Standard library mutexes work perfectly within the bounds of a single process. However, as we scaled our worker nodes to handle 50k events/sec, we started encountering significant data corruption in our user wallet service.

The root cause was a "thundering herd" scenario where multiple instances attempted to reconcile the same ledger entry simultaneously. Our initial Redis SETNX implementation failed to account for process crashes, leading to deadlocks.

##Solution Set

The atomic acquisition is handled via a Lua script to ensure that the existence check and the SET command happen in a single operation. This prevents the classic check-then-act race condition.

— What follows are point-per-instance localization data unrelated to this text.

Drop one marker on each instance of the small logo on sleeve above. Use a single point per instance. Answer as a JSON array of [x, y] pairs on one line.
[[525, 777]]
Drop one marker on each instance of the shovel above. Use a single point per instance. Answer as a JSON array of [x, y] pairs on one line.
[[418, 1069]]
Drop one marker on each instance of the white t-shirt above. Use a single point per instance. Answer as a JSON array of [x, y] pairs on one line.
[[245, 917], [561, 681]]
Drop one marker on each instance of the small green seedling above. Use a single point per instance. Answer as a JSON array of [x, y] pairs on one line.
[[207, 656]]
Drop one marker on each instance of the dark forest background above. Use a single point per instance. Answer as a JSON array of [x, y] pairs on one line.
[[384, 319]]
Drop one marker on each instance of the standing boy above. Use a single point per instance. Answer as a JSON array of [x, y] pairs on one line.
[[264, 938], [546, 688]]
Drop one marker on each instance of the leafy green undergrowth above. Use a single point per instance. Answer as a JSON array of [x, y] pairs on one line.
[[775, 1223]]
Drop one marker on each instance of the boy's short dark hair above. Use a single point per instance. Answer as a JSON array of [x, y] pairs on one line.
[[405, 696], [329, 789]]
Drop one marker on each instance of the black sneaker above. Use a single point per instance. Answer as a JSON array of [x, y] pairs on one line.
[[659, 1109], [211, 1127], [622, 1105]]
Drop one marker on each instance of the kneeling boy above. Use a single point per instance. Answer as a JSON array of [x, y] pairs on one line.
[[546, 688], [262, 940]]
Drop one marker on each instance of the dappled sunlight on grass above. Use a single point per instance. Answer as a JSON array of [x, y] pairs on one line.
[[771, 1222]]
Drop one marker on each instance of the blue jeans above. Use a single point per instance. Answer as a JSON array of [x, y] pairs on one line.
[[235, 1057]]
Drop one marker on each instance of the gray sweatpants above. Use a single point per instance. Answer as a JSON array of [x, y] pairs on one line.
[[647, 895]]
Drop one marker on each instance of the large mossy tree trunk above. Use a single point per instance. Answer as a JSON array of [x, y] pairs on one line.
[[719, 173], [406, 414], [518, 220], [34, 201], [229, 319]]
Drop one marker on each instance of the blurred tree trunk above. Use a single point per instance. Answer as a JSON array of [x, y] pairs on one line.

type DistributedLock struct {
    client *redis.Client
    key    string
    ttl    time.Duration
}
 
func (l *DistributedLock) TryLock(ctx context.Context) (bool, error) {
    const luaScript = `
        if redis.call("exists", KEYS[1]) == 0 then
            return redis.call("set", KEYS[1], ARGV[1], "PX", ARGV[2])
        end
        return nil
    `
    // Atomic acquire with backoff...
    ok, err := l.acquire(ctx, luaScript)
    return ok, err
}

##Benchmarks

> Environment: AWS c6g.2xlarge
> Commit: 8f3a2c9

While the in-memory mutex is orders of magnitude faster, it fundamentally cannot solve distributed coordination. The Lua script approach provided the best balance of safety and performance for our specific latency requirements.